Here are some questions that my clients have learned to ask themselves:
Spotting limiting beliefs
What am I believing that generates a lot of emotion?
What choices do I make from this place?
Where else in my life does this belief show up?
In what way is this belief part of my value system – or not?
Identifying the core issues – accurately
What is actually happening?
How do I know my perception is accurate?
Am I viewing this from my vantage point or the team’s?
What patterns do I see in the evidence presented to me?
Communicating more effectively
What message do I really want to be sending?
What am I actually communicating?
How clear and consistent is my messaging?
What have I been reluctant to communicate?
When I think about delegating, what am I aware of inside of myself?
What choices do I then make?
What skills or beliefs do I need to make delegating easier and systematic?
What steps am I willing to take to make this a reality?
What are your tips for leading and remaining resilient in economic uncertainty?
Resilience is all about being able to adapt flexibly. This requires us to surrender to the reality that our choices are limited to what we have direct control over. To surrender is not easy for leaders who believe they are expected to be in control. But it’s an essential first step. Once you’ve cleared yourself of this burden of over-responsibility, you can choose to focus where you have power.
Decide to put your energy where it will have the most impact. Focus on what works, not on what might not work. What we focus on grows. In times of uncertainty, it’s important to focus on solutions and not on what we fear.

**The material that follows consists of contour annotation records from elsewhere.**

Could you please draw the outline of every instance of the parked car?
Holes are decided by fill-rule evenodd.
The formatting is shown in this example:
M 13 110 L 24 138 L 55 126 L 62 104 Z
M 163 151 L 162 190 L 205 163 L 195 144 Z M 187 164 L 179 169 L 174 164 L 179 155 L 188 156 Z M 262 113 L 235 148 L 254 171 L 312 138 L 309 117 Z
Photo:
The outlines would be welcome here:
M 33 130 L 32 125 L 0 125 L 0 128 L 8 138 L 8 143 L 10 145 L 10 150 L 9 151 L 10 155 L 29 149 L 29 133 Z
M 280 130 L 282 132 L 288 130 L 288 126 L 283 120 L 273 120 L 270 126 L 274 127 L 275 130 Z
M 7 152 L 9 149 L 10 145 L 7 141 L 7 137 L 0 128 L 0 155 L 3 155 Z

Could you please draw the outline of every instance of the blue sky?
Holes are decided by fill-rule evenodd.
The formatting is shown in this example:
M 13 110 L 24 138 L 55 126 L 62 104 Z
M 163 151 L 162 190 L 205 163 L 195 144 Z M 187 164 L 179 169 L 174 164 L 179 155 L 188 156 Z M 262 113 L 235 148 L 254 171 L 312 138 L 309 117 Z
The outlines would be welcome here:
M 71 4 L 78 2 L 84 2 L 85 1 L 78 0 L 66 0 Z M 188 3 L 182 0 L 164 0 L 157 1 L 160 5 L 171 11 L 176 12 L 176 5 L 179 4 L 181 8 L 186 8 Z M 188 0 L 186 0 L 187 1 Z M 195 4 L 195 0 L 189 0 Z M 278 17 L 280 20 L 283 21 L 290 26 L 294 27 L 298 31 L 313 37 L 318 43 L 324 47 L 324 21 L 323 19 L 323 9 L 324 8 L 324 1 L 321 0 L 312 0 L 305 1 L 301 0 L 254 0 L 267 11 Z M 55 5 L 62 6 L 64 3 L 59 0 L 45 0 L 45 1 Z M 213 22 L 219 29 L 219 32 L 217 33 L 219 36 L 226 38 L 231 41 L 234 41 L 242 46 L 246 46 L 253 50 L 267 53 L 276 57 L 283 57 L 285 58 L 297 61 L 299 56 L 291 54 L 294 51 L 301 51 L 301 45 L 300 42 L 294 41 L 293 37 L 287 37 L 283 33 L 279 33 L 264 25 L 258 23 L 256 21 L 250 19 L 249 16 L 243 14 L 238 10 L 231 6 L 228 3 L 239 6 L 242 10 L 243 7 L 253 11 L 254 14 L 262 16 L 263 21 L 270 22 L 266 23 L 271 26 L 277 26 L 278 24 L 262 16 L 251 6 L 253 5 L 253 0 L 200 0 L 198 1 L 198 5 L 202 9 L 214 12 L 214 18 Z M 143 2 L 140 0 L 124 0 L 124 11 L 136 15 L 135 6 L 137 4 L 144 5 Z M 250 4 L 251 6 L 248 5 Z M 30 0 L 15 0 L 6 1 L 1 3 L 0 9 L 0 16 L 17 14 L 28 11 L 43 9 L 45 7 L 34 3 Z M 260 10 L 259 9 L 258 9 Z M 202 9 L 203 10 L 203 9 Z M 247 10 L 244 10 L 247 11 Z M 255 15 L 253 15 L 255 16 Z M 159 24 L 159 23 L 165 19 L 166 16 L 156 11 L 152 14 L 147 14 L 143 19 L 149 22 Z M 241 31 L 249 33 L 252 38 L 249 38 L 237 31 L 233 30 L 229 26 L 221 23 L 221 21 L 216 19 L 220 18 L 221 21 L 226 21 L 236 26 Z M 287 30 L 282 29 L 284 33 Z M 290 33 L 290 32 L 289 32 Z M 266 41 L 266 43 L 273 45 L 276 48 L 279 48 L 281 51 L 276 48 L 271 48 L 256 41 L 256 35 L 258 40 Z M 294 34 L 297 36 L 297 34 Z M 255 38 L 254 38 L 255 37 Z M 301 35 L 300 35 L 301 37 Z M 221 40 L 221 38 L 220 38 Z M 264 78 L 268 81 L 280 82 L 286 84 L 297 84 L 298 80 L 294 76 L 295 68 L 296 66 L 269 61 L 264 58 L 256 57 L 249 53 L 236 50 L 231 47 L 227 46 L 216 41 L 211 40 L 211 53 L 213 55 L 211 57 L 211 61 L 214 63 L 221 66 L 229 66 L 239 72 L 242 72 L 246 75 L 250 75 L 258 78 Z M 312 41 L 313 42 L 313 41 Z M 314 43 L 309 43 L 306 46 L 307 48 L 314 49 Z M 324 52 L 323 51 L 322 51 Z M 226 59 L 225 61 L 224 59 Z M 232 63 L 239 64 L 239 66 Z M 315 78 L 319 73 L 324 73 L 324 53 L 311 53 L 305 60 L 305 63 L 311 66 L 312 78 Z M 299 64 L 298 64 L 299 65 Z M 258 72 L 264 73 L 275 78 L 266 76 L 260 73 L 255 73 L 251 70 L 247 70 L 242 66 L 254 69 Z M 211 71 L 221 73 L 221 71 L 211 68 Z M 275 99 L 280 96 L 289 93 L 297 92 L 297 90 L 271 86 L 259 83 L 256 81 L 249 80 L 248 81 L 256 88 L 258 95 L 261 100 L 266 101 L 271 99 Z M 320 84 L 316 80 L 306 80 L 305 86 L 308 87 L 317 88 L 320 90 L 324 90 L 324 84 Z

Leaders already know that resilience is created when they fully choose their experience. It may feel like we’re being buffeted about by the turbulent times, but we always have the capacity to choose our next steps. It is the act of consciously choosing that increases our sense of agency. It gives us the sense that we do have a measure of control. And when we choose in this way, we’re much more likely to make the best choices.
Here are some ways you can increase your sense of choice during periods of great uncertainty.
- Use your self-knowledge – don’t just think about it.
- Practice checking in with yourself – don’t avoid what scares you.
- Balance your physical, emotional and spiritual needs – plan for them.
- Be transparent – clear communication creates trust.
- Create structures for creativity to rise to the top – don’t just expect it to rise.
- Connect your organization’s bigger picture back to your team members’ roles.
“The central question of a warrior’s training is not how we avoid uncertainty and fear but how we relate to discomfort.”
-American Buddhist nun Pema Chodron
This is the wisdom in a period of turbulence. Choose to turn inward and become wise with it all.
It truly is the calling of our time.